When reviewing the questions marked for reopening, I quite often wonder why that question was marked for reopening. For example, I've seen questions closed as duplicates, and the OP added a comment or edit why this question is different to the one linked. In this case a vote-to-reopen makes perfect sense to me.
But consider this question: Dividing a page into several horizontal minipages. I can't see a reason why someone would like this question to be reopened. It also doesn't seem to have been edited, such that e.g. a simple tag edit perhaps could have triggered the reopen voting automatically (I'm not even sure if it actually can be triggered automatically).
Or another example: Submitting paper to arXiv. This question had been closed and then was marked for reopening. I voted against reopening because I couldn't see a reason for it. However, this question is open again now, so apparently other people did see a good reason for reopening it.
So is there any way to get a hint why a question was marked for reopening? Should I prefer voting for reopening a question even if I don't see a good reason for it? Or is there at least a way to see who marked the question for reopening?

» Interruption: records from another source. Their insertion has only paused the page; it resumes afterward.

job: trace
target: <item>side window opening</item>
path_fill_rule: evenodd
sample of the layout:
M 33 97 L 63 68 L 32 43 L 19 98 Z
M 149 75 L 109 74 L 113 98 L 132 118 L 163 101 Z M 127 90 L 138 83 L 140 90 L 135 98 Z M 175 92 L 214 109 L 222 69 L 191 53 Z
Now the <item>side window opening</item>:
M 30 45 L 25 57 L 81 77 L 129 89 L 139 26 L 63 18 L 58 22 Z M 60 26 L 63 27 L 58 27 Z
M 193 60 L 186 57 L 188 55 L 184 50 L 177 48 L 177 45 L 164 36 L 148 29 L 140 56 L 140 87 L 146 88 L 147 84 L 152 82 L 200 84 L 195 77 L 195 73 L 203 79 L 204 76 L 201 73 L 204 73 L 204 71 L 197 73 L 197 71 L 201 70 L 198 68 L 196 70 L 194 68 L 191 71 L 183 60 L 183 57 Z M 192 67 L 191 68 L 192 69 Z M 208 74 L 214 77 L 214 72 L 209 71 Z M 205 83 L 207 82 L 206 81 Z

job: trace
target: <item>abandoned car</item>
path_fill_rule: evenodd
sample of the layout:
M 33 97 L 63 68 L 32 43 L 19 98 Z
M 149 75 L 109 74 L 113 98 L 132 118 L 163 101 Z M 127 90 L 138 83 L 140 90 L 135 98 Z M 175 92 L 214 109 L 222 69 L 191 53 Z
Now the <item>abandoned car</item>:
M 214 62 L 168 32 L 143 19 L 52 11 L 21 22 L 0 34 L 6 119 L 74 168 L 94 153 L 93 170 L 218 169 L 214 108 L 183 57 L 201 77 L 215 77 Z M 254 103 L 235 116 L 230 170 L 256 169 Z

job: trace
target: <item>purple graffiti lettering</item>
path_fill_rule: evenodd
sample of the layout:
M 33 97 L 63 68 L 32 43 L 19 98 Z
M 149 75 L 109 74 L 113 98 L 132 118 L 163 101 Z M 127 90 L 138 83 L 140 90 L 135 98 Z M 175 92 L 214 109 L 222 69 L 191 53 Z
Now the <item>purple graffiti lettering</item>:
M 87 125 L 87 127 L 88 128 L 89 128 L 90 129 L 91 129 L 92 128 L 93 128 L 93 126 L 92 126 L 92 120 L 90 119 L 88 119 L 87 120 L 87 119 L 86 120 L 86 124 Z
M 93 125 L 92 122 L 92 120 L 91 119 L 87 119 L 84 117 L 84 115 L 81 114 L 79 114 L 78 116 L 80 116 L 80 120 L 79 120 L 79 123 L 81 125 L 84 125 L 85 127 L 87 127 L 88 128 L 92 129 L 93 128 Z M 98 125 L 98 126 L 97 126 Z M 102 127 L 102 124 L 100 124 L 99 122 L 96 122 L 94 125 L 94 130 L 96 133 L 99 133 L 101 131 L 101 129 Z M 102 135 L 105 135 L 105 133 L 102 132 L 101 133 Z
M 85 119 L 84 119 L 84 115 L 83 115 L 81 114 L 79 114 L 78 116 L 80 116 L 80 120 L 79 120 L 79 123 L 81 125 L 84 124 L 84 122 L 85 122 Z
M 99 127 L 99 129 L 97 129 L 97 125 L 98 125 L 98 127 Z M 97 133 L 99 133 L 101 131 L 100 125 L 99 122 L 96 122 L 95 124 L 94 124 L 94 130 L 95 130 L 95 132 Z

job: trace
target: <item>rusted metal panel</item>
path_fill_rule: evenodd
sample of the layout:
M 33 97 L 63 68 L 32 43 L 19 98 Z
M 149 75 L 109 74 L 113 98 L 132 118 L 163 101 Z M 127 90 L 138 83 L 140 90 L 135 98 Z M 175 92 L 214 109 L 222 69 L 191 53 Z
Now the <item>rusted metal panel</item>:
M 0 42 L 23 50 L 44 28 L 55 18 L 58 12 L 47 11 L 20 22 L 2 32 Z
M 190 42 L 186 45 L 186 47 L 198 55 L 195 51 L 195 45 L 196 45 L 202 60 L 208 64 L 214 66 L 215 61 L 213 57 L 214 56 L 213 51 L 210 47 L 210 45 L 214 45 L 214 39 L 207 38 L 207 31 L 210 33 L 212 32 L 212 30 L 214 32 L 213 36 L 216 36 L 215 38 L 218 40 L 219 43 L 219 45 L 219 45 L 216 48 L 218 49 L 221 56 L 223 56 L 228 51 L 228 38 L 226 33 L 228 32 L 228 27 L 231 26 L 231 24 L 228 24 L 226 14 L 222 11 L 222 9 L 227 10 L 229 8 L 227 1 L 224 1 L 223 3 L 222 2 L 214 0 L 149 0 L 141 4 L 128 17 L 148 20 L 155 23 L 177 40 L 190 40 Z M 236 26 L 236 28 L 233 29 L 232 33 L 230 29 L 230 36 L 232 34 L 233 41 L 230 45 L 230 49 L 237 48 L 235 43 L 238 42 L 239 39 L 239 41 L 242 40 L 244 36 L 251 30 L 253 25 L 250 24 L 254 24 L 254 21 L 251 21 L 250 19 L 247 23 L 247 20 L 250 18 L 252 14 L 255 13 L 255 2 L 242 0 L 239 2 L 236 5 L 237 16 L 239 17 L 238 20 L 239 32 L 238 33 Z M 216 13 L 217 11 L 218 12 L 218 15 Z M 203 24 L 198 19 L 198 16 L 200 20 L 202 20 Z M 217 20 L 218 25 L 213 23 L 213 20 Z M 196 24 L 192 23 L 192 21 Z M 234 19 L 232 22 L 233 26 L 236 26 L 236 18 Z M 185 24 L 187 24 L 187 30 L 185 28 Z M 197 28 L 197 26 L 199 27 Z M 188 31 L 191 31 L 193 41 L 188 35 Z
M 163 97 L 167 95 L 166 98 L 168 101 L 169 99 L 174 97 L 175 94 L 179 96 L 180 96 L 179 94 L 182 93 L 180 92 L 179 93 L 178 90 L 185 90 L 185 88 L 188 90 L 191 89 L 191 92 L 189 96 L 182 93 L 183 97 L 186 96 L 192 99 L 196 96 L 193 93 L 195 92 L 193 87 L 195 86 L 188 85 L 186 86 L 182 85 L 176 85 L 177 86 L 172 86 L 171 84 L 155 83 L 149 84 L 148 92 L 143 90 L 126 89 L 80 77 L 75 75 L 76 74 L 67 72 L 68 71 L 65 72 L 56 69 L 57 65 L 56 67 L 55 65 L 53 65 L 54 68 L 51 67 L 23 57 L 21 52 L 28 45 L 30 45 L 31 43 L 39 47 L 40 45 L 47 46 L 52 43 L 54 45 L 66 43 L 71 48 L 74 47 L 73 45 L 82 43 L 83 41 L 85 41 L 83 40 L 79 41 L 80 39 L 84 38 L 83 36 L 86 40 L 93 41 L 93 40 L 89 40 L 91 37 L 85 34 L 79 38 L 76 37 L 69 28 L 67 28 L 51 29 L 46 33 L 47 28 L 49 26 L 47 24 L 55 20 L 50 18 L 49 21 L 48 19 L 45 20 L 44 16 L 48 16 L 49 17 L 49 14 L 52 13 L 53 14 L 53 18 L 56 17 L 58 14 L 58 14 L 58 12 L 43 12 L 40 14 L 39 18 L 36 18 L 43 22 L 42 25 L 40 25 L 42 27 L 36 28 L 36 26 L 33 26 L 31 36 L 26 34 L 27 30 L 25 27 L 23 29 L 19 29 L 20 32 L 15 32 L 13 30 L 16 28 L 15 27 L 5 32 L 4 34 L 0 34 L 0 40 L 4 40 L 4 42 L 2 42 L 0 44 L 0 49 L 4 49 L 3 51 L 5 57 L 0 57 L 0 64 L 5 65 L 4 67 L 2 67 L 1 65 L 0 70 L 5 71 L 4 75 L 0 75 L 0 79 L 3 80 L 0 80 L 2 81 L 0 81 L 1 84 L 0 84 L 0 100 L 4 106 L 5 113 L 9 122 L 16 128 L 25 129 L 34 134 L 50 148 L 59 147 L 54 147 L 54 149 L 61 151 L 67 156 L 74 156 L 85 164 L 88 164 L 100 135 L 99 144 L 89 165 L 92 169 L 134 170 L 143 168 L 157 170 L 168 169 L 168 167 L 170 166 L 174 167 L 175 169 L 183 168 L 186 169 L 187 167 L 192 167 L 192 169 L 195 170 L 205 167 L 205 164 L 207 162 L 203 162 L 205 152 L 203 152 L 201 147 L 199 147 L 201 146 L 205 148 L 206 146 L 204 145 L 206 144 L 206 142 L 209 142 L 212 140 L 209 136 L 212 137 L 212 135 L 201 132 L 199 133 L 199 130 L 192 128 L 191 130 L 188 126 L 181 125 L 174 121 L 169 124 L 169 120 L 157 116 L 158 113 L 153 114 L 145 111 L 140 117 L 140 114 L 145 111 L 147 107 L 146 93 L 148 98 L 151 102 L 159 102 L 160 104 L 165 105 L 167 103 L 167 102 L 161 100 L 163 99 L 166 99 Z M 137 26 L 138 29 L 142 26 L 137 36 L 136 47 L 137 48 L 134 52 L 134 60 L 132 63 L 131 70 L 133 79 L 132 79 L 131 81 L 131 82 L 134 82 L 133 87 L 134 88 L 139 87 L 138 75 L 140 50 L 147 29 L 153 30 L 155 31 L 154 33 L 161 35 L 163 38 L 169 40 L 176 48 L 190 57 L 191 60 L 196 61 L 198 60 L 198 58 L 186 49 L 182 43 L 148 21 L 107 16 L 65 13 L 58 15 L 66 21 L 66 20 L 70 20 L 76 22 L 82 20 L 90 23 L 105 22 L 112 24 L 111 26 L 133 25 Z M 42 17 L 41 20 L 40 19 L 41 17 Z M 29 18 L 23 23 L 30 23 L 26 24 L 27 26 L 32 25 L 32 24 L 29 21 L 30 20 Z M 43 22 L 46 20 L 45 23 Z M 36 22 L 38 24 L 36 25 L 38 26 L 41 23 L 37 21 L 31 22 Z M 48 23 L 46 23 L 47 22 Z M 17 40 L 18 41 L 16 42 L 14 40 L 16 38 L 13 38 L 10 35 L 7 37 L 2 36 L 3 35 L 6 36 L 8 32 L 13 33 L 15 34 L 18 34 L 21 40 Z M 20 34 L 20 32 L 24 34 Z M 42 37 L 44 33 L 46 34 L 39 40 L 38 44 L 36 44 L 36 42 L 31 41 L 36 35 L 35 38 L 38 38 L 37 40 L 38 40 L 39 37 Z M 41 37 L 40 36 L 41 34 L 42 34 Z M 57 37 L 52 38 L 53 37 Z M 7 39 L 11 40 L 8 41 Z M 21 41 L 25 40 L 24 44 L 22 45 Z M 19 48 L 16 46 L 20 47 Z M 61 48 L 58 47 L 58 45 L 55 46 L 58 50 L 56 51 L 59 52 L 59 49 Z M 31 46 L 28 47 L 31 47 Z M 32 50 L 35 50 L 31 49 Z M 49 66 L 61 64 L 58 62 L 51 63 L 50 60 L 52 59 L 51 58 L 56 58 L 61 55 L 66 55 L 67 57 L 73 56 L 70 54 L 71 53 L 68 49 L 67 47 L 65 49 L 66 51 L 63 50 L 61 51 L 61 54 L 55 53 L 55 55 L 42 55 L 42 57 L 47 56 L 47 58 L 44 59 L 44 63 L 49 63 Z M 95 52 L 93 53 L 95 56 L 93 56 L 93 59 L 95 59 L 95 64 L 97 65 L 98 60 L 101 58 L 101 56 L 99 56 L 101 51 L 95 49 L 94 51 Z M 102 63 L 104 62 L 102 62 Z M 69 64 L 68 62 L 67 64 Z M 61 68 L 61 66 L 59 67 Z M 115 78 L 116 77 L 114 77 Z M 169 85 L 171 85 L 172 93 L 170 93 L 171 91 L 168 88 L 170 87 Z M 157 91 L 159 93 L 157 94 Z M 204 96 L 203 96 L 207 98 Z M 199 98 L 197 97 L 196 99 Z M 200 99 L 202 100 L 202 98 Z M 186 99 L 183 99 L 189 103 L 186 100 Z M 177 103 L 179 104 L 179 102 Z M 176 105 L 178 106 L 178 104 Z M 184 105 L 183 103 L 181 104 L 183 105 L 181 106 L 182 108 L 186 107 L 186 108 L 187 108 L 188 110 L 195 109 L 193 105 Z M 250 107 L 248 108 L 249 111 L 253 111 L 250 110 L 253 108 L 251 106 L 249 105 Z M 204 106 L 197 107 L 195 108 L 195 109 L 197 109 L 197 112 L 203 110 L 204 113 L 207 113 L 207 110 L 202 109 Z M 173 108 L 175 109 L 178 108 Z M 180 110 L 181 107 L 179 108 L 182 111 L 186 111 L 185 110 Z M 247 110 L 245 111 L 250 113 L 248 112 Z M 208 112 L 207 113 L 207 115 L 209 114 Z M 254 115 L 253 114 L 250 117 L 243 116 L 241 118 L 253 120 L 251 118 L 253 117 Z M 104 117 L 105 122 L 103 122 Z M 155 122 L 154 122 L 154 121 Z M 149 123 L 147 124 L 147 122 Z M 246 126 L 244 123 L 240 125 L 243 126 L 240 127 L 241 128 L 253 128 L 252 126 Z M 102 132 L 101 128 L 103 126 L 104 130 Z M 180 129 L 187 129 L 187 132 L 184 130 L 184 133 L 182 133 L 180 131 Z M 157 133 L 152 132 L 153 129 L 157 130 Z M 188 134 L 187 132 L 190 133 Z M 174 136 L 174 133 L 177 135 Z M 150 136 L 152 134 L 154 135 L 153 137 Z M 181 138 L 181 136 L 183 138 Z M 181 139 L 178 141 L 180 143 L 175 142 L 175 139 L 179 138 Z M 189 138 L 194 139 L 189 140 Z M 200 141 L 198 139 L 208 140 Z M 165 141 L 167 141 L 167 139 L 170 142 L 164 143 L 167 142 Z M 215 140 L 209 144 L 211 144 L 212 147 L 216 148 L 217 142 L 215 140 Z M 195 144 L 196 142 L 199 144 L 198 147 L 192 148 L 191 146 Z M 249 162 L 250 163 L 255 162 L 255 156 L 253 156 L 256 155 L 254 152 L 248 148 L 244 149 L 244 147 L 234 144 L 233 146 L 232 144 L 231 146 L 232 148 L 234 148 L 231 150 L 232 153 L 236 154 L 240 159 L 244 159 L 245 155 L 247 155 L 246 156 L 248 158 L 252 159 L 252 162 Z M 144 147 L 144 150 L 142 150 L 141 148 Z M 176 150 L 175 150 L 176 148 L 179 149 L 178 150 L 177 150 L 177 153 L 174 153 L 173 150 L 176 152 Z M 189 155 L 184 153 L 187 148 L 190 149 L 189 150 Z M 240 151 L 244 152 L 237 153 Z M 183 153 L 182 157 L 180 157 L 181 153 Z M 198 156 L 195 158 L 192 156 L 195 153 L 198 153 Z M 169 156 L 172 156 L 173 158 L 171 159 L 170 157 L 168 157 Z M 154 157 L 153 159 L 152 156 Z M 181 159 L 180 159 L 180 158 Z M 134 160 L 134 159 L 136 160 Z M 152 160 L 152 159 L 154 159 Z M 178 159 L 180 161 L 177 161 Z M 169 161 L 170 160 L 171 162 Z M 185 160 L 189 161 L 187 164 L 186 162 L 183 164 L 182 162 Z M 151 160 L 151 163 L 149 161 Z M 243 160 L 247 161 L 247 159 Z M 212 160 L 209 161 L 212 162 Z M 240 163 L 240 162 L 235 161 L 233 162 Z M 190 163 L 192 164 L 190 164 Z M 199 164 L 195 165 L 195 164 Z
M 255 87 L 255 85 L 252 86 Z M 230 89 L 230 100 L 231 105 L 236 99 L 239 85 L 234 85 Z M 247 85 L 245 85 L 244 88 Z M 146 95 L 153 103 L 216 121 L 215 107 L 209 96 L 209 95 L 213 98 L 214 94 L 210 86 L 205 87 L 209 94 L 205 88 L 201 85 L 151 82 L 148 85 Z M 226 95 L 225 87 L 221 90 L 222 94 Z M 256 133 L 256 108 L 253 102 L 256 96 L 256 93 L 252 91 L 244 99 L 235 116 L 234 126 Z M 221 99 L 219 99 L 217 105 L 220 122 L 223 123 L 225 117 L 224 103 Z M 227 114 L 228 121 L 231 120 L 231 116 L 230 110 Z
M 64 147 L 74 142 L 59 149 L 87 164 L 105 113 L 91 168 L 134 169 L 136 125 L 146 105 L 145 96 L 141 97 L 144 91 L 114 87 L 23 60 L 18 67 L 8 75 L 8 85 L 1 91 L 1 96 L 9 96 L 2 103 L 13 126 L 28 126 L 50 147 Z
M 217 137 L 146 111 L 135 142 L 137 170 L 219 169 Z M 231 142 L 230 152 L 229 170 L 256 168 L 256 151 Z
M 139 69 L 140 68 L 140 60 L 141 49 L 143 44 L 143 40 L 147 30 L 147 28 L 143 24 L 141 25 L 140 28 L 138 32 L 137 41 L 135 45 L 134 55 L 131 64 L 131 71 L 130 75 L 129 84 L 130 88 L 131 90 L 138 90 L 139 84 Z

EDIT: Because there seems to be some confusion about the intends of this question, I just want to add that the question didn't aim at asking for new features (although opening a request for adding an optional reopen reason might actually be worth a try). The aim was to ask for hints or things to consider I haven't thought of when reviewing the reopen proposals.
Reviewing close proposals feels much easier to me, because there's usually a lot of information available you can use to come to a decision, like an explicit reason, links to duplicate questions, name of the user suggesting the closure, comments that lead to the proposal etc. Reopen votes apparently lack all such useful information; they often seem somewhat arbitrary to me. Hence my question how to gather more information to come to a reasonable decision.